Immersed in the Ether: Five Films by Iwai Shunji
- Hana & Alice
- 花とアリス
- Japan2004
- Iwai Shunji
- 135 DCP
- NR
- Immersed in the Ether: Five Films by Iwai Shunji
Screening Dates
“A great film … Iwai’s films are unabashedly populist, [but] this is not to say they’re simplistic … The sitcom-ish hijinks of Hana & Alice unfold against a backdrop of less idyllic realities that only become clear as the film progresses.”
Allison Willmore, The Independent Eye
The complications of Iwai Shunji’s modern melodramas always start with small acts of invention: letters, web posts, and romanticized white lies. Picking an improvised crush out of a morning commuter-train crowd, Alice (Aoi Yu) and Hana (Anne Suzuki) unintentionally threaten their close friendship by suggesting what it might be like for a man to enter their lives. Hana takes the prompt seriously, telling fellow student Masashi that he is suffering from amnesia—and is in love with her.
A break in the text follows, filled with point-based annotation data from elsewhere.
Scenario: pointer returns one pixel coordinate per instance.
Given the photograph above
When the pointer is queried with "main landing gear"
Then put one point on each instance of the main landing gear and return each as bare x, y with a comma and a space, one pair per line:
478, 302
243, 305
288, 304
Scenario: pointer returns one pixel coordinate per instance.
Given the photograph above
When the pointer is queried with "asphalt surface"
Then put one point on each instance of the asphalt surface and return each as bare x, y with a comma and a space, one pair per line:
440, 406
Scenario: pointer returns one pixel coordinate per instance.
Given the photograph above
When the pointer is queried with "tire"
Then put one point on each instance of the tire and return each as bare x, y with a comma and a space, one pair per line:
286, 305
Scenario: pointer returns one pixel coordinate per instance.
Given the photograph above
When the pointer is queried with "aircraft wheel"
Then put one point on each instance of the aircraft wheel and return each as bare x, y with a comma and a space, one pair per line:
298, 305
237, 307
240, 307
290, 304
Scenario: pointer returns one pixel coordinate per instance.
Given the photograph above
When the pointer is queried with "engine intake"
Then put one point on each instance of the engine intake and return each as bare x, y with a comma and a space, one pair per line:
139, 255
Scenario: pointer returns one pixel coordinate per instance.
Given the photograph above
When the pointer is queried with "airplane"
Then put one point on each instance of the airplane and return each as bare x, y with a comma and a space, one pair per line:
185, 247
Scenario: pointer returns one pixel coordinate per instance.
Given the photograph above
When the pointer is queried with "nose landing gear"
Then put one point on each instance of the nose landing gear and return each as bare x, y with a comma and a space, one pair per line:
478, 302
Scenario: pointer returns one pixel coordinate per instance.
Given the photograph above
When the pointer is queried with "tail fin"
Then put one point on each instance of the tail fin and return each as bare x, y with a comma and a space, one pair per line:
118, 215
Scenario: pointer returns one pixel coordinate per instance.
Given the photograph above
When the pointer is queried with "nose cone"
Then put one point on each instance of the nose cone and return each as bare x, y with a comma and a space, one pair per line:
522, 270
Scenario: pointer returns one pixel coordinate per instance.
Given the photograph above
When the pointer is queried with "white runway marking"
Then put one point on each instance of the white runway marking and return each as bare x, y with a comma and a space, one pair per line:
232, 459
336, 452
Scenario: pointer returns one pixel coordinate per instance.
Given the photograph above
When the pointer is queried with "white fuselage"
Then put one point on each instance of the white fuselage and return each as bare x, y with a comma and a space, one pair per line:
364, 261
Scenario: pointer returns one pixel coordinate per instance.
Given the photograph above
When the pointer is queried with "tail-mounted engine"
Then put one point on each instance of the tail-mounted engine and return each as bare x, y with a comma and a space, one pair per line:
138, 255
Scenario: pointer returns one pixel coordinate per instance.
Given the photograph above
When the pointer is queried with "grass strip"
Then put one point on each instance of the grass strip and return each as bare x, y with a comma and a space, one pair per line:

As in a silent film comedy, the story is implanted, takes root, and grows into a domino effect of additional lies, card tricks, comical confusions, and, in Iwai’s unique touch, tangential plotlines of beauty and heartbreak. It’s a mark of the director’s curiosity that he devotes as much time to the central plot as he does ballet rehearsals and moments of parental estrangement. Hana & Alice would be the final collaboration between Iwai and Shinoda Noboru before the cinematographer’s untimely death.
In Japanese with English subtitles
DCP courtesy of Rockwell Eyes
“Unlike Lily Chou-Chou, here Iwai views his cast from an adult perspective, seeing the humour and the heartbreak simultaneously.”